Por ahora lo estoy hablando yo, pero cae bien. Es mi idea trabajarlo en la Legislatura. Necesitamos también una ley de promoción de inversiones. La última es de 1964, que es todo un monumento. Ahora rige una ley temporaria que termina en 2012 que sólo se rige por el subsidio de tasas. Eso sirve, pero no mueve la aguja de la inversión. Necesitamos una nueva ley que defina claramente la participación del Estado.

¿Cómo se captura parte de la renta del petróleo cuando se va toda en gasto corriente?
La producción de petróleo tiene que aumentar, y también los precios. Hoy tenemos opciones, como los programas plus y la condición para que vengan inversiones. También el gas y petróleo no convencional. No sólo vale para Neuquén, sino que Argentina necesita aumentar su producción. La provincia contribuye a esto con la creación de una empresa propia, que aún no mueve la aguja, pero va a ser un actor importante cuando logre capitalizarse. Necesitamos que el flujo de caja que genera el petróleo no quede encapsulado en el sector. Tenemos que lograr que comunidad, Pymes y universidades se relacionen con el encadenamiento. La creación del clúster no convencional, la creación de la Fundación Alejandría, van en ese sentido. Hay que romper el enclave. En ese camino, como va a haber más producción, hay que captar flujos y convertirlos en fondos productivos. Nuestro modelo claro es Noruega y Statoil. No podemos copiarlo, pero sí tenerlo como modelo.

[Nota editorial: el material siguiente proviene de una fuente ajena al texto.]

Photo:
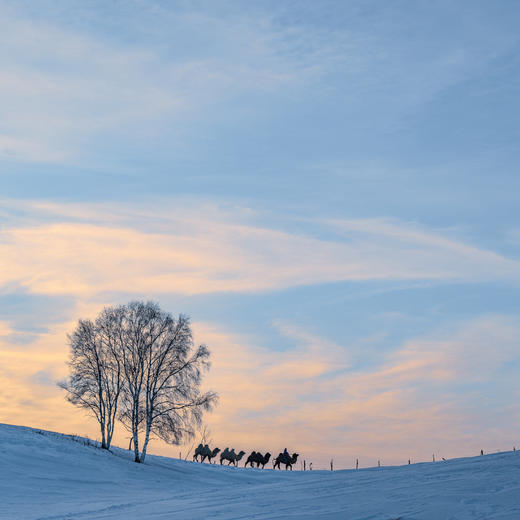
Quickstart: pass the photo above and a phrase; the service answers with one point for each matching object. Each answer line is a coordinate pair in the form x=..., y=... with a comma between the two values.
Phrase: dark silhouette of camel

¿Cómo deberían otorgarse esos fondos? ¿Sirve el mecanismo de subsidio?
Todo el Estado tiene que ir hacia mayor participación y transparentación. El Estado tiene que dejar de ser 1.0 -que vaya todo del Estado para abajo- y ser 2.0 para interacturar. Hay recetas de gestión y hasta manuales, pero si no participa la población y los entes no estatales, no puede funcionar. La historia del Iadep es una historia de aprendizaje. No quiere decir que si en algún momento funcionó mal siempre va a funcionar mal. Es más, en este momento está funcionando bien, tratando de recuperar sus acreencias y otorgando microcréditos.

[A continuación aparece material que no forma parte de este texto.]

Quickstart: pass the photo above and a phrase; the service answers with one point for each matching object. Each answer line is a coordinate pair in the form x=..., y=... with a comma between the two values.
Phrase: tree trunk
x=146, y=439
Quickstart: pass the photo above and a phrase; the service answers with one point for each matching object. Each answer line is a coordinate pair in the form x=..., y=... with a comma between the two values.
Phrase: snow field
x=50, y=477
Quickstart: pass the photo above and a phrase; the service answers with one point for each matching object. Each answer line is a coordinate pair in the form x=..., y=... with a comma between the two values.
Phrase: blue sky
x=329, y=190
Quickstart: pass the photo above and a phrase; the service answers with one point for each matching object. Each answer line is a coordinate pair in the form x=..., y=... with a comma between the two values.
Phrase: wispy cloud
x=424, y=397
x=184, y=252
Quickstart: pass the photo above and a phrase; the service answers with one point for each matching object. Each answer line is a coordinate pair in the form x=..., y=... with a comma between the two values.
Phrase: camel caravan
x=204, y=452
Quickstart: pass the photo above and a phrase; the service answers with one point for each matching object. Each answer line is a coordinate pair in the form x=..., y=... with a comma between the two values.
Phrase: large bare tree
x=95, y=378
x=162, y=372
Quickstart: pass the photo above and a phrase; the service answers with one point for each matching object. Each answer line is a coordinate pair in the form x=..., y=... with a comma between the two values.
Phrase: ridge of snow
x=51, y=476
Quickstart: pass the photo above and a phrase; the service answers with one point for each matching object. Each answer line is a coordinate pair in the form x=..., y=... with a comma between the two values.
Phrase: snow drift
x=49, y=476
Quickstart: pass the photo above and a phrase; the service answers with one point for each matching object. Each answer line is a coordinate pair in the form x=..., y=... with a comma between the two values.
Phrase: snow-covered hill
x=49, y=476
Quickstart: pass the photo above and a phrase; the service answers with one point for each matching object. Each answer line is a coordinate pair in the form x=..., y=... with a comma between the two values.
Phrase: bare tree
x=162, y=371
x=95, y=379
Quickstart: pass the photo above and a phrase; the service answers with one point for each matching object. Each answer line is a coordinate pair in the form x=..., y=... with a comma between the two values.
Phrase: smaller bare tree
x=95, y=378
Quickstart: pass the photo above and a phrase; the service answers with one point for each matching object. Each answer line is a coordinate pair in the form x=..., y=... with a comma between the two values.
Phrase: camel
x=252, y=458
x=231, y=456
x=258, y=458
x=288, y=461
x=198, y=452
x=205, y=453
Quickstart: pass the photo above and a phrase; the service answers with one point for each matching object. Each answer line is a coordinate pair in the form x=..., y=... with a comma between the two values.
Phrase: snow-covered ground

¿Se está a tiempo de retomar el 2020 o hay que generar un plan nuevo?
Es un muy buen antecedente y tiene el valor de haber quedado en la conciencia de la población. La gente de Neuquén todavía confía en el Estado y el Estado tiene que responder. No sólo es posible sino necesario que tengamos un plan. Necesitamos estrategias claras para cumplir esa función, preguntarnos cuál es el Neuquén del 2030 o cómo va ser el Neuquén del millón de habitantes. De esa idealización daremos un paso para llegar ahí. ¿Queremos que un quinto de la población de la capital viva en tomas? No, no queremos. Para lograr que no haya más tomas tenemos que hacer políticas. Sin poner porcentajes ni números tan exactos, pero sí tenemos que definir qué hacer.